Music as a blueprint

Americans live in an age of mass production for the many. The organizations that make things en masse have to work with dozens, hundreds, or thousands of humans to create value. The question has long been: how do we get everybody to work together so the product at the register is the same for customer #1 as customer #25,5847?

"Management" was the approach de jour to deliver consistent products to their customers. Success is codified with how to do it and what to measure to determine if it was successful. The organization rallies around SOPs designed to predictably deliver the end result. Deviation from SOPs is "death," so new functions are created to monitor and measure if the team is following the SOPs. Entire careers could be spent ensuring somebody else was following directions.

This is great for mass-made immutable processes where the end product is one-size-fits-some, covers most, and leaves the rest naked. With AI, we don't have to settle for this anymore.

Now everything can be customized and contextualized for each individual that interacts with it. Every journey, every interaction can be tailor made from the ground up for each person in any moment of time. Customer A and Customer B will have different instances of the same product. And Customer A on Monday will have a different instance than on Tuesday when they can't be online because they take care of the kids that day.

Each customer in their different states will realize more value from a dynamic product than the mass-made one.

The AI agents that enable this don't need to be - and maybe don't want to be? - managed. They don't need to follow an SOP because an SOP doesn't make sense at the customer N=1 level.

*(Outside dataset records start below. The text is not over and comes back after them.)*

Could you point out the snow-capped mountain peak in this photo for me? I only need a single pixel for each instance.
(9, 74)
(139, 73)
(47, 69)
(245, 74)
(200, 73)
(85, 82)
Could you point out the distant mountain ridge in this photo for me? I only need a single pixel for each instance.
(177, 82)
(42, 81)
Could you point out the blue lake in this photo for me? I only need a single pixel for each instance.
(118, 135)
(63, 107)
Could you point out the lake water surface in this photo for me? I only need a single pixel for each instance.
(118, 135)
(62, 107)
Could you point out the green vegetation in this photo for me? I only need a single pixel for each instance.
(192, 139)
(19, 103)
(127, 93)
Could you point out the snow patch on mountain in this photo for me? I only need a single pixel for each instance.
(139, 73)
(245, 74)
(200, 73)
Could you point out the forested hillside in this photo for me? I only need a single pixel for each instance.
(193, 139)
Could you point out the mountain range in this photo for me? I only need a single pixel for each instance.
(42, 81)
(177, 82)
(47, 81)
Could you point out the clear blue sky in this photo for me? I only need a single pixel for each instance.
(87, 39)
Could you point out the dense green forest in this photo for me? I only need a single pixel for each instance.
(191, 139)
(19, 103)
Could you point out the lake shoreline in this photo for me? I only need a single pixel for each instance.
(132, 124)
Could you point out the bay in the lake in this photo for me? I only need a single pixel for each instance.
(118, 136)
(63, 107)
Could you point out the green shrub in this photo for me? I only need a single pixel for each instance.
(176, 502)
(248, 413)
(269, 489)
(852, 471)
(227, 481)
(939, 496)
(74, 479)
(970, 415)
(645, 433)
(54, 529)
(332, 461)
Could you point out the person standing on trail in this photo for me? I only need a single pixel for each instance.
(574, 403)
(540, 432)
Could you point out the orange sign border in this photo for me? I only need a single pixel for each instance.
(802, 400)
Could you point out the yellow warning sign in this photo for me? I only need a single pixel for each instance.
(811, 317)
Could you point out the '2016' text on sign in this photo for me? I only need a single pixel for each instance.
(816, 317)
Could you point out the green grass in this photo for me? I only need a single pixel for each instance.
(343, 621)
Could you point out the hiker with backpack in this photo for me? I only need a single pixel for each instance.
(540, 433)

And the humans working with the agents probably don't want to be - or need to be - managed like humans of 2019.

The era of management and the manger are over.

Instead, we should look to more soulful, creative, inspiring ways that groups of actors, well, act together to create something of value.

Music seems a good place to start:

  • It's an ephemeral experience for the creators and the recipients
  • It wrangles time into something "tangible" for a brief moment
  • Musicians are T-shaped - you need to master an instrument, but also be versed in rhythm, groove, collaboration, musical literacy, etc.
  • Music is made by the brain for the brain, and each of our brains has a unique playlist that shifts over time

Where there used to be managers, controllers, directors, and division, maybe now there will be orchestrators, composers, choreographers, and ensembles.

It's time to trade in the management books and go get in an education in how to make music.